Many still believe that I have an active association with the Center and, act as an adviser to President Carter, neither is the case. President Carter has intermittently continued to come to the Arab-Israeli Conflict class I teach in Emory College. He gives undergraduate students a fine first hand recollection of the Begin-Sadat negotiations of the late 1970s. Since I left the Carter Center physically thirteen years ago, the Middle East program of the Center has waned as has my status as a Carter Center Fellow.
For the record, I had nothing to do with the research, preparation, writing, or review of President Carter's recent publication. Any material which he used from the book we did together in 1984, The Blood of Abraham, he used unilaterally.
President Carter's book on the Middle East, a title too inflammatory to even print, is not based on unvarnished analyses; it is replete with factual errors, copied materials not cited, superficialities, glaring omissions, and simply invented segments. Aside from the one-sided nature of the book, meant to provoke, there are recollections cited from meetings where I was the third person in the room, and my notes of those meetings show little similarity to points claimed in the book.

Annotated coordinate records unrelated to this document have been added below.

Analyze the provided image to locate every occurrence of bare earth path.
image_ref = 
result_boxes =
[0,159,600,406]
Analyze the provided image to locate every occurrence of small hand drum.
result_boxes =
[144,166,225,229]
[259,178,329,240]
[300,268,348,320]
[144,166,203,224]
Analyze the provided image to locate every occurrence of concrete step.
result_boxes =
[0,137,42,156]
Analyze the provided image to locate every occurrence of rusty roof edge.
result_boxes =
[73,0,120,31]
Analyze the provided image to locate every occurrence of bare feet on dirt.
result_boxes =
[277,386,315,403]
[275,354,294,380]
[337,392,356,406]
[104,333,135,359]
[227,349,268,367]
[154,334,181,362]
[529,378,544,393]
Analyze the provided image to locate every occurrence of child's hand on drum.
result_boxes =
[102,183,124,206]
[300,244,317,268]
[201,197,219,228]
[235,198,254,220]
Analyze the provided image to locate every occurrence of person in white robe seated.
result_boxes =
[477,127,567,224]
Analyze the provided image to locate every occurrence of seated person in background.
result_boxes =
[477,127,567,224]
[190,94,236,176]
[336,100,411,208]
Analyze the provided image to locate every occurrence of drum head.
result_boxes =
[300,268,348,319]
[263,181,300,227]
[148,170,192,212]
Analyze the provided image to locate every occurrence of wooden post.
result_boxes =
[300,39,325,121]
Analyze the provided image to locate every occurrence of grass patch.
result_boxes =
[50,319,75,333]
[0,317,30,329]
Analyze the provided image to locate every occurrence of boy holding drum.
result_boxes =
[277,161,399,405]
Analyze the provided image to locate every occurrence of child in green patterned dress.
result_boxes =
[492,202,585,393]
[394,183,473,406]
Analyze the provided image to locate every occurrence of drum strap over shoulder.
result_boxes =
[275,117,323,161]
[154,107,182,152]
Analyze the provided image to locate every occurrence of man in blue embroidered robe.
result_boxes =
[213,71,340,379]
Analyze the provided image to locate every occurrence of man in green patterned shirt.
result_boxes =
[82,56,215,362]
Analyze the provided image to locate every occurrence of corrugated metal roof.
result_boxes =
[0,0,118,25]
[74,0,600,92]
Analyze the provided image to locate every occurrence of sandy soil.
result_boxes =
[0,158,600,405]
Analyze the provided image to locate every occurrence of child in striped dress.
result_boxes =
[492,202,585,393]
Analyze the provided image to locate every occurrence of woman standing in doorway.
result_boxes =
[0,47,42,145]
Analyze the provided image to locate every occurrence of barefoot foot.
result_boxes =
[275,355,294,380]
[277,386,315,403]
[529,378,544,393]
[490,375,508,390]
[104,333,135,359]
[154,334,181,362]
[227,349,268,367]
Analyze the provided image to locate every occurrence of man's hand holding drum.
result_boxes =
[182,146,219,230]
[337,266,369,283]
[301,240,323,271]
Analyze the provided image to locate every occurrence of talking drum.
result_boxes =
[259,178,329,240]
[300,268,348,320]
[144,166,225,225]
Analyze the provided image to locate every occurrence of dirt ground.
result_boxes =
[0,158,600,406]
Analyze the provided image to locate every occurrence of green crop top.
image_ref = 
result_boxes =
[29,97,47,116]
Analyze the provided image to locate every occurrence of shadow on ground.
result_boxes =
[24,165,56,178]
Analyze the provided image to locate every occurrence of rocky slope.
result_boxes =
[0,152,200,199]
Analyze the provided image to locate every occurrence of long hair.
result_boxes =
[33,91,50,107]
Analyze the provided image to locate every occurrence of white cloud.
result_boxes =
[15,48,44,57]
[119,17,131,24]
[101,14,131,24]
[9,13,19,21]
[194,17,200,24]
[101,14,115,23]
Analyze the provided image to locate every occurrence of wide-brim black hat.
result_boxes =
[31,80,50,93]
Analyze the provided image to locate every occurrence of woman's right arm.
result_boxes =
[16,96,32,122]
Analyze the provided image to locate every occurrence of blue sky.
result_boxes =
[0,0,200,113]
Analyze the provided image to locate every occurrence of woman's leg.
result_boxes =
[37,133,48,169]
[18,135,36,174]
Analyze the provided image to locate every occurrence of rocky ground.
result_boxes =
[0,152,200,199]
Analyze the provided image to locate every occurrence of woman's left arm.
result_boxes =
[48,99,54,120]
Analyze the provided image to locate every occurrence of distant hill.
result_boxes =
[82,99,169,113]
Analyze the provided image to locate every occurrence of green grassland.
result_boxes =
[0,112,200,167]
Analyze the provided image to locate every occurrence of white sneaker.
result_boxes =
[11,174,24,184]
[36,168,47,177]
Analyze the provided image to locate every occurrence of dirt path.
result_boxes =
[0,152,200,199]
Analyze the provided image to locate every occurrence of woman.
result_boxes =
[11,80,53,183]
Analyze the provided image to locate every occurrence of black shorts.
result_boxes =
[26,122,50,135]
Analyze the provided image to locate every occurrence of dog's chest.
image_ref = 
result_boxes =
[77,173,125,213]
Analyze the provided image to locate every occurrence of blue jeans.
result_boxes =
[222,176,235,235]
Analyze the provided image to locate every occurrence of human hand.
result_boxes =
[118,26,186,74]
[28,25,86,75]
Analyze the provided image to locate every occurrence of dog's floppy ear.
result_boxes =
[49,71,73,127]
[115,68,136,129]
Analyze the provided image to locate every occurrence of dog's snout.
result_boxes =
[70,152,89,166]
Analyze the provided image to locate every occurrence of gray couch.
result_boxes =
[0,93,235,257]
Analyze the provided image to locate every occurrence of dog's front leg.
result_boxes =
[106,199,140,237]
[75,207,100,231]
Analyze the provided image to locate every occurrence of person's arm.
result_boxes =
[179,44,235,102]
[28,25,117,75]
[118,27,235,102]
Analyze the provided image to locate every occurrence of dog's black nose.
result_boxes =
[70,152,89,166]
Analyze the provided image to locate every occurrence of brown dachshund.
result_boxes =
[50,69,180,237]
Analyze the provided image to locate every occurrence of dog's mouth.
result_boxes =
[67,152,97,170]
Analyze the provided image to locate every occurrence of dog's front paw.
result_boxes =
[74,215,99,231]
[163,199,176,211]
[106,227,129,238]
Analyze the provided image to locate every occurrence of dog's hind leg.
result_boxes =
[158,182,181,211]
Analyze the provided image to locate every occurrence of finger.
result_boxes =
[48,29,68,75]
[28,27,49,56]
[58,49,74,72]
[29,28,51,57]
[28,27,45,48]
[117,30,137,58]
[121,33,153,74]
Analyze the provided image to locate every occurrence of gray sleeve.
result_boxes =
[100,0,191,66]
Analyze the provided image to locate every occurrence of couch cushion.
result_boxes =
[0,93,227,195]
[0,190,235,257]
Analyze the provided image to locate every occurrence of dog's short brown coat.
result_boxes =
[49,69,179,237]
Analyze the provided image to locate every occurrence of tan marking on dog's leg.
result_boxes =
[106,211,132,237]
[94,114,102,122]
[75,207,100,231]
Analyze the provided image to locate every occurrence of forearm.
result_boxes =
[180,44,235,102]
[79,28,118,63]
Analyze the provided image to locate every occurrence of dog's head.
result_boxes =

Being a former President does not give one a unique privilege to invent information or to unpack it with cuts, deftly slanted to provide a particular outlook. Having little access to Arabic and Hebrew sources, I believe, clearly handicapped his understanding and analyses of how history has unfolded over the last decade. Falsehoods, if repeated often enough become meta-truths, and they then can become the erroneous baseline for shaping and reinforcing attitudes and for policy-making.
The history and interpretation of the Arab-Israeli conflict is already drowning in half-truths, suppositions, and self-serving myths; more are not necessary. In due course, I shall detail these points and reflect on their origins.
The decade I spent at the Carter Center (1983-1993) as the first permanent Executive Director and as the first Fellow were intellectually enriching for Emory as an institution, the general public, the interns who learned with us, and for me professionally. Setting standards for rigorous interchange and careful analyses spilled out to the other programs that shaped the Center's early years. There was mutual respect for all views; we carefully avoided polemics or special pleading. This book does not hold to those standards. My continued association with the Center leaves the impression that I am sanctioning a series of egregious errors and polemical conclusions which appeared in President Carter's book. I can not allow that impression to stand.
Through Emory College, I have continued my professional commitment to inform students and the general public about the history and politics of Israel, the Middle East, and American policies toward the region. I have tried to remain true to a life-time devotion to scholarly excellence based upon unvarnished analyses and intellectual integrity. I hold fast to the notion that academic settings and those in positions of influence must teach and not preach. Through Emory College, in public lectures, and in OPED writings, I have adhered to the strong belief that history must presented in context, and understood the way it was, not the way we wish it to be.
In closing, let me thank you for your friendship, past and continuing support for ISMI, and to Emory College. Let me also wish you and your loved ones a happy holiday season, and a healthy and productive new year.
As ever,
Ken
Dr. Kenneth W. Stein, Professor of Contemporary Middle Eastern History, Political Science,and Israeli Studies, Director, Middle East Research Program andEmory Institute for the Study of Modern Israel
Atlanta, Georgia
Subscribe to:
Post Comments (Atom)
2 comments:
This is a fine letter, thanks for digging it up. It touches upon some interesting points, quite apart from the Carter affair: the rotten left-wing academia, the fact that the conflict in question is surrounded by numberless myths...
But I honestly don't think that Carter means ill or is a closet anti-Zionist or something along these lines. I think he is simply an idiot, and that's it.
Carter is a shame to our country. Needless to say, most Americans vehemently disagree with him and support the state of Israel wholeheartedly. If Israel falls, the entire West will be left vulnerable. Let's pray for our brothers and sisters fighting this all-important battle.